En réalité, aucun des éléments du précédent article de la Déclaration Universelle des Droits de l'Homme n'est respecté à Haïti. L’espérance de vie d'un citoyen haïtien est moins de 63 ans, tandis que celle de son voisin, la République Dominicaine, s'élève à 75,6 ans, selon le rapport de l’Indice de Développement Humain (IDH) du Programme des Nations-Unies pour le Développement (PNUD) en 2018[5]. Les soins médicaux sont inexistants dans les centres hospitaliers haïtiens où les médecins et les autres personnels de santé sont obligés de protester dans les rues afin de faire passer leur revendication. Alors, avec la présence du ‘’Coronavirus’’, nos dirigeants, seront-ils en mesure de répondre aux contraintes de cette maladie ? Y a-t-il des espaces destinés à mettre en quarantaine les suspects du ‘’Coronavirus’’ ? Que fera l’État avec les infectés de ce virus’’ ?

 *Le Pacte International relatif aux Droits Économiques, Sociaux et Culturels de 1966*

 L'article 12-1 de ce Pacte expose : ‘’Les Etats parties au présent Pacte reconnaissent le droit qu’a toute personne de jouir du meilleur état de santé physique et mentale qu’elle soit capable d’atteindre.
Les mesures que les Etats parties au présent Pacte prendront en vue d’assurer le plein exercice de ce droit devront comprendre les mesures nécessaires pour assurer :
a)      La diminution de la mortinatalité et de la mortalité infantile, ainsi que le développement sain de l’enfant ;
b)      L’amélioration de tous les aspects de l’hygiène du milieu et de l’hygiène industrielle ;
c)      La prophylaxie et le traitement des maladies épidémiques, endémiques, professionnelles et autres, ainsi que la lutte contre ces maladies ;
d)      La création de conditions propres à assurer à tous des services médicaux et une aide médicale en cas de maladie[6].’’

La réalité du système sanitaire haïtien est en contradiction flagrante avec l’esprit de l’article 12-1 du Pacte International relatif aux Droits Économiques, Sociaux et Culturels de 1966. En effet, Le rapport intitulé « Chaque vie compte : le besoin urgent de mettre fin à la mort des nouveau-nés » présenté par l'UNICEF indique qu’Haïti apparaît le pays ayant le taux de mortalité le plus élevé de la région, avec 1 décès pour 41 nouveau-nés. Il est suivi par la Dominique (1 sur 42), de la Guyane (1 sur 50) et de la Bolivie (1 sur 53). Cependant, Cuba est le pays ayant le plus faible taux de mortalité néonatale avec 1 décès pour 417 nouveau-nés.
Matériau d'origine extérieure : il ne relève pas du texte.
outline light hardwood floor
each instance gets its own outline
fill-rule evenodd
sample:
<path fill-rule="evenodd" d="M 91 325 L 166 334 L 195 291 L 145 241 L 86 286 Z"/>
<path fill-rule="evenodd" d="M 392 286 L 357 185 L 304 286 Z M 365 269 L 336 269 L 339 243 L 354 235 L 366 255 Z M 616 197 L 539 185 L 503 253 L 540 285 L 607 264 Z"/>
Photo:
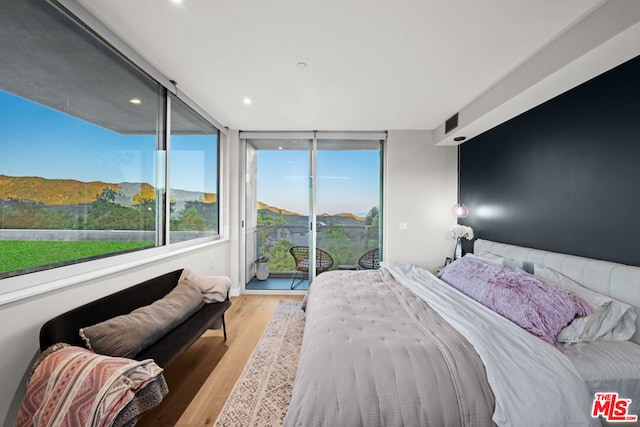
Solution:
<path fill-rule="evenodd" d="M 169 394 L 137 426 L 211 426 L 244 365 L 264 333 L 279 301 L 298 295 L 241 295 L 231 298 L 222 330 L 207 331 L 165 369 Z"/>

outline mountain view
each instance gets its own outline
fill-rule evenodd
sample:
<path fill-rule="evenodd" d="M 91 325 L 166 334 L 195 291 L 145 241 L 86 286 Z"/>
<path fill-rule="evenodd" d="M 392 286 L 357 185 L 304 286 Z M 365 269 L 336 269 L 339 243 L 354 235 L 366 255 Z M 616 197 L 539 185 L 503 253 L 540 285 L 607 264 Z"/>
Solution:
<path fill-rule="evenodd" d="M 0 174 L 0 200 L 4 201 L 13 200 L 59 207 L 85 205 L 94 202 L 104 189 L 113 190 L 115 192 L 114 202 L 121 206 L 139 204 L 141 200 L 155 200 L 155 187 L 145 182 L 83 182 L 75 179 L 47 179 L 38 176 L 7 176 Z M 171 190 L 171 201 L 176 204 L 177 210 L 180 210 L 185 202 L 194 200 L 203 203 L 216 203 L 217 195 L 197 191 Z M 260 201 L 258 201 L 257 209 L 258 211 L 282 214 L 287 217 L 298 216 L 306 218 L 306 216 L 297 212 L 270 206 Z M 362 216 L 348 212 L 335 215 L 322 213 L 319 217 L 329 223 L 341 222 L 352 225 L 356 224 L 355 221 L 365 220 Z"/>
<path fill-rule="evenodd" d="M 155 188 L 147 183 L 132 182 L 83 182 L 74 179 L 47 179 L 37 176 L 7 176 L 0 174 L 0 200 L 19 200 L 41 203 L 46 206 L 89 204 L 96 200 L 105 188 L 116 192 L 115 203 L 131 206 L 139 203 L 136 199 L 155 199 Z M 172 200 L 176 203 L 199 200 L 215 203 L 212 193 L 186 190 L 172 190 Z"/>
<path fill-rule="evenodd" d="M 299 217 L 304 217 L 306 218 L 306 215 L 302 215 L 299 214 L 297 212 L 292 212 L 292 211 L 288 211 L 286 209 L 281 209 L 281 208 L 277 208 L 275 206 L 269 206 L 266 203 L 263 203 L 261 201 L 258 201 L 258 212 L 260 211 L 268 211 L 268 212 L 272 212 L 274 214 L 282 214 L 283 216 L 299 216 Z M 331 217 L 336 217 L 336 218 L 342 218 L 344 220 L 346 220 L 346 222 L 349 222 L 349 219 L 353 219 L 356 221 L 364 221 L 365 218 L 352 214 L 352 213 L 339 213 L 339 214 L 335 214 L 335 215 L 330 215 L 328 213 L 323 213 L 318 215 L 319 217 L 323 218 L 323 219 L 328 219 Z M 306 221 L 306 219 L 305 219 Z"/>
<path fill-rule="evenodd" d="M 155 191 L 148 183 L 0 175 L 0 229 L 59 230 L 61 240 L 66 240 L 67 230 L 154 231 Z M 263 202 L 256 208 L 257 256 L 267 256 L 272 271 L 292 271 L 289 248 L 308 245 L 308 216 Z M 172 232 L 218 229 L 216 194 L 171 190 L 170 210 Z M 317 233 L 320 247 L 331 253 L 336 265 L 354 264 L 362 253 L 377 247 L 377 208 L 372 207 L 366 217 L 349 212 L 322 213 L 317 218 Z M 127 236 L 131 239 L 133 235 Z M 132 244 L 152 245 L 145 243 L 149 240 L 145 236 L 140 233 L 140 243 Z M 85 239 L 100 238 L 86 234 Z M 4 269 L 12 268 L 16 267 Z"/>
<path fill-rule="evenodd" d="M 0 175 L 0 229 L 154 231 L 155 200 L 147 183 Z M 171 231 L 217 232 L 215 194 L 172 190 L 169 204 Z"/>
<path fill-rule="evenodd" d="M 133 182 L 83 182 L 74 179 L 47 179 L 37 176 L 7 176 L 0 174 L 0 201 L 14 203 L 32 203 L 45 207 L 77 209 L 79 205 L 95 202 L 105 189 L 113 191 L 113 202 L 120 206 L 131 207 L 145 201 L 155 200 L 155 187 L 148 183 Z M 171 190 L 171 203 L 175 211 L 181 211 L 187 203 L 194 201 L 211 204 L 217 202 L 214 193 L 202 193 L 187 190 Z M 2 205 L 0 205 L 1 207 Z M 306 215 L 284 208 L 270 206 L 258 201 L 258 212 L 264 217 L 282 215 L 287 224 L 302 225 L 308 219 Z M 319 216 L 322 225 L 359 225 L 365 218 L 353 213 L 322 213 Z"/>
<path fill-rule="evenodd" d="M 0 175 L 0 277 L 153 247 L 155 199 L 148 183 Z M 215 194 L 175 190 L 169 200 L 171 242 L 218 232 Z"/>

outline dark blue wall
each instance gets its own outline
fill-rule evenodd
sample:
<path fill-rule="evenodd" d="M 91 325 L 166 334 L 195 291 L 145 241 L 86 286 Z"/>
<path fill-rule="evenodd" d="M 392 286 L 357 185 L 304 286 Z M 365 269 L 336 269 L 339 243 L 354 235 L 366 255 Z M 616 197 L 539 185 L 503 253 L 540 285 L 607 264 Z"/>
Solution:
<path fill-rule="evenodd" d="M 640 266 L 640 57 L 461 151 L 476 237 Z"/>

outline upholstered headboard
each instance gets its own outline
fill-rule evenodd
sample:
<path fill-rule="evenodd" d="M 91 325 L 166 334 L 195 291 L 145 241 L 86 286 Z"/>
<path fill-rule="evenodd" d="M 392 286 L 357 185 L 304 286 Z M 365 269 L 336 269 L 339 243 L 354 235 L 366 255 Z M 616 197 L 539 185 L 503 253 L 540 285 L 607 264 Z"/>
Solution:
<path fill-rule="evenodd" d="M 542 264 L 564 274 L 585 288 L 632 305 L 638 317 L 636 333 L 631 340 L 640 344 L 640 267 L 482 239 L 475 241 L 473 252 L 478 255 L 492 253 L 518 261 Z"/>

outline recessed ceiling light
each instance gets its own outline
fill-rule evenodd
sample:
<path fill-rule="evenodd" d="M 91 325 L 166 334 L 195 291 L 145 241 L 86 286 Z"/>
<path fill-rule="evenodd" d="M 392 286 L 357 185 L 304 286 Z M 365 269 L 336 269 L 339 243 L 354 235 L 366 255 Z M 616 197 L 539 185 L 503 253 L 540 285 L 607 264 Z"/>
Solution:
<path fill-rule="evenodd" d="M 142 104 L 142 101 L 140 101 L 140 99 L 138 99 L 138 98 L 131 98 L 131 99 L 129 100 L 129 102 L 130 102 L 130 103 L 132 103 L 132 104 L 135 104 L 135 105 L 140 105 L 140 104 Z"/>
<path fill-rule="evenodd" d="M 173 4 L 182 4 L 182 0 L 171 0 Z"/>
<path fill-rule="evenodd" d="M 307 63 L 306 62 L 298 62 L 296 64 L 296 67 L 303 69 L 303 68 L 307 68 Z"/>
<path fill-rule="evenodd" d="M 244 102 L 244 105 L 251 105 L 251 98 L 249 98 L 248 96 L 245 96 L 242 99 L 242 102 Z"/>

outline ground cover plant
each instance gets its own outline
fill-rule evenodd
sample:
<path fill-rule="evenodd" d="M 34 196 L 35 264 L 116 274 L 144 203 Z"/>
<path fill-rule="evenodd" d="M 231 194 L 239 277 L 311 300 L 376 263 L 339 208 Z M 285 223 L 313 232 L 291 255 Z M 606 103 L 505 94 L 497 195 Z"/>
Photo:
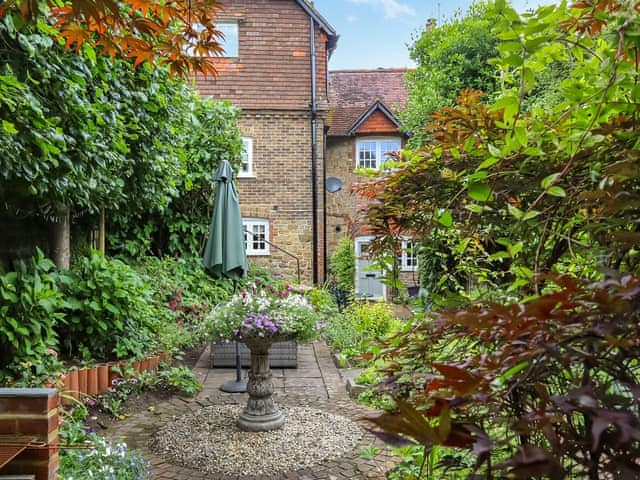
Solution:
<path fill-rule="evenodd" d="M 420 236 L 447 277 L 427 300 L 448 309 L 382 353 L 397 408 L 375 422 L 473 452 L 461 476 L 636 478 L 638 5 L 491 9 L 498 90 L 358 187 L 378 245 Z"/>
<path fill-rule="evenodd" d="M 122 442 L 107 440 L 85 423 L 88 410 L 76 405 L 63 415 L 60 425 L 61 479 L 100 478 L 147 480 L 151 478 L 149 462 Z"/>

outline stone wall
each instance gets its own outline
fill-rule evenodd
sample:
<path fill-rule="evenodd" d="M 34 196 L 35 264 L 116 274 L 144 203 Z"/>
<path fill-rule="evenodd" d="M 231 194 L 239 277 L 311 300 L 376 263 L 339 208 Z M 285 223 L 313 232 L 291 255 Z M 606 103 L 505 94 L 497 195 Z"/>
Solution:
<path fill-rule="evenodd" d="M 317 127 L 317 255 L 313 254 L 311 117 L 309 112 L 245 111 L 239 121 L 242 135 L 253 140 L 252 177 L 238 179 L 243 217 L 269 220 L 270 242 L 300 259 L 303 283 L 313 281 L 313 261 L 318 277 L 324 276 L 322 228 L 323 120 Z M 270 248 L 268 256 L 249 256 L 279 279 L 297 278 L 296 260 Z"/>

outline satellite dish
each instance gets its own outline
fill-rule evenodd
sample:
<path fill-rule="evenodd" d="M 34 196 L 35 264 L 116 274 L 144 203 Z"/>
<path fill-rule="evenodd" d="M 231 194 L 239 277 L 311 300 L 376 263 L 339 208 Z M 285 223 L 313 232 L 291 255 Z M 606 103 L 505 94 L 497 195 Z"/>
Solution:
<path fill-rule="evenodd" d="M 324 181 L 325 188 L 329 193 L 336 193 L 342 189 L 342 180 L 336 177 L 329 177 Z"/>

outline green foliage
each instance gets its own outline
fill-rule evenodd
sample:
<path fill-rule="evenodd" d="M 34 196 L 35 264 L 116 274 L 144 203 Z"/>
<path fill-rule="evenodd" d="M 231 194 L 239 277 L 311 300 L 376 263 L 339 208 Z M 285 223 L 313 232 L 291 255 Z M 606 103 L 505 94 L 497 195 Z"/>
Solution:
<path fill-rule="evenodd" d="M 331 274 L 335 276 L 338 287 L 353 292 L 356 281 L 356 253 L 353 240 L 342 237 L 329 259 Z"/>
<path fill-rule="evenodd" d="M 500 301 L 389 341 L 397 408 L 379 425 L 473 451 L 488 477 L 635 477 L 640 13 L 614 0 L 520 16 L 497 1 L 492 15 L 500 90 L 463 91 L 428 145 L 360 191 L 380 237 L 446 232 L 430 280 L 462 265 L 460 297 Z M 554 82 L 551 101 L 533 98 Z M 606 280 L 551 287 L 548 271 Z"/>
<path fill-rule="evenodd" d="M 45 27 L 0 21 L 2 199 L 41 214 L 166 205 L 179 174 L 171 105 L 184 87 L 162 69 L 66 53 Z"/>
<path fill-rule="evenodd" d="M 70 270 L 65 293 L 59 335 L 69 356 L 128 358 L 150 347 L 152 288 L 128 265 L 94 252 Z"/>
<path fill-rule="evenodd" d="M 16 12 L 0 19 L 0 200 L 43 217 L 104 209 L 112 252 L 197 255 L 213 172 L 240 161 L 237 109 L 165 68 L 65 52 L 51 35 Z"/>
<path fill-rule="evenodd" d="M 626 12 L 627 6 L 620 8 Z M 622 22 L 612 12 L 603 13 L 607 32 Z M 588 12 L 571 20 L 562 5 L 524 18 L 505 5 L 492 14 L 501 41 L 493 63 L 503 78 L 495 102 L 485 105 L 479 93 L 463 92 L 458 106 L 434 116 L 428 146 L 404 152 L 394 171 L 361 185 L 365 194 L 377 185 L 378 193 L 369 195 L 376 201 L 368 223 L 380 238 L 399 229 L 422 236 L 431 248 L 444 239 L 437 252 L 443 261 L 431 265 L 432 272 L 443 271 L 444 287 L 456 296 L 465 280 L 460 273 L 465 290 L 479 285 L 517 296 L 537 291 L 539 272 L 601 278 L 612 270 L 635 271 L 637 176 L 631 172 L 637 171 L 637 138 L 631 119 L 640 101 L 630 83 L 638 78 L 630 60 L 633 35 L 622 47 L 604 31 L 585 35 Z M 637 12 L 628 18 L 638 21 Z M 619 48 L 627 53 L 618 55 Z M 557 65 L 565 69 L 557 85 L 562 101 L 532 106 L 538 79 L 546 82 Z M 436 275 L 425 284 L 434 281 Z"/>
<path fill-rule="evenodd" d="M 326 288 L 312 288 L 304 295 L 313 308 L 325 319 L 329 319 L 338 314 L 338 306 Z"/>
<path fill-rule="evenodd" d="M 452 105 L 462 89 L 496 90 L 496 68 L 488 63 L 497 54 L 495 22 L 488 3 L 474 3 L 465 15 L 427 27 L 410 47 L 417 67 L 407 72 L 409 99 L 400 119 L 414 146 L 424 141 L 431 114 Z"/>
<path fill-rule="evenodd" d="M 172 142 L 181 147 L 179 175 L 171 179 L 166 205 L 114 212 L 110 249 L 131 257 L 197 257 L 204 247 L 213 210 L 213 175 L 222 160 L 239 165 L 242 142 L 239 111 L 226 102 L 201 99 L 183 90 L 173 100 Z"/>
<path fill-rule="evenodd" d="M 162 381 L 179 393 L 195 395 L 202 388 L 195 374 L 185 366 L 163 370 L 159 375 Z"/>
<path fill-rule="evenodd" d="M 58 279 L 40 250 L 28 264 L 21 261 L 16 271 L 0 275 L 0 376 L 53 373 L 44 359 L 58 348 L 56 327 L 64 318 Z"/>
<path fill-rule="evenodd" d="M 229 300 L 234 288 L 265 277 L 264 272 L 251 266 L 247 279 L 234 286 L 230 279 L 209 276 L 199 257 L 145 257 L 136 269 L 153 285 L 155 314 L 150 328 L 155 344 L 174 354 L 204 340 L 205 315 L 213 306 Z"/>
<path fill-rule="evenodd" d="M 95 434 L 87 435 L 92 448 L 63 449 L 60 454 L 61 480 L 74 478 L 112 478 L 147 480 L 152 478 L 149 463 L 141 454 L 127 450 L 124 443 L 114 443 Z"/>
<path fill-rule="evenodd" d="M 326 339 L 334 350 L 351 360 L 369 351 L 372 343 L 399 328 L 399 320 L 386 303 L 353 303 L 329 319 Z"/>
Il est suivi d'Antigua-et-Barbuda (1 sur 264), d'Uruguay (1 sur 200) et du Chili (1 sur chaque). 186) et le Costa Rica (1 sur 176)[7].

De 2010 à 2013, le cholera a fait plus de 10.000 morts à Haïti. Ce qui prouve que l’état hygiénique du pays n’est pas de taille. Face au nouveau ‘’Coronavirus’’, officiellement qualifié de pandémie par l’Organisation Mondiale de la Santé (OMS), comme tous les autres pays, mais encore beaucoup moins, Haïti est totalement vulnérable. Cette fragilité s’explique par le fait que la santé semble n’être pas prioritaire pour les autorités étatiques qui croient que leurs maladies seront toujours soignées à l’étranger, mais pas dans le pays. À noter que, Selon les données statistiques de 2016 publiées par le MSPP, seulement 31% de la population ont accès aux soins de santé.

*Sur le plan national*

La Constitution du 29 mars 1987, amendée le 09 mai 2011, dispose en son article 19 : ‘’L'Etat a l'impérieuse obligation de garantir le droit à la vie, à la santé, au respect de la personne humaine, à tous les citoyens sans distinction, conformément à la Déclaration Universelle des Droits de l'Homme[8].’’

L’article 23 de la même Constitution en vigueur ordonne : ‘’L'Etat est astreint à l'obligation d'assurer à tous les citoyens dans toutes les collectivités territoriales les moyens appropriés pour garantir la protection, le maintien et le rétablissement de leur santé par la création d'hôpitaux, centres de santé et de dispensaires[9].’’

Tout est utopie à travers ces deux articles de la loi mère de la nation. L’État n’a rien fait pour répondre aux exigences sanitaires de la population. Selon le rapport de 2017 du Ministère de la Santé Publique et de la Population (MSPP), nous retenons que sur 570 sections communales, 122, soit 22%, sont dépourvues d’infrastructures sanitaires et celles qui en disposent ne valent pas grand-chose.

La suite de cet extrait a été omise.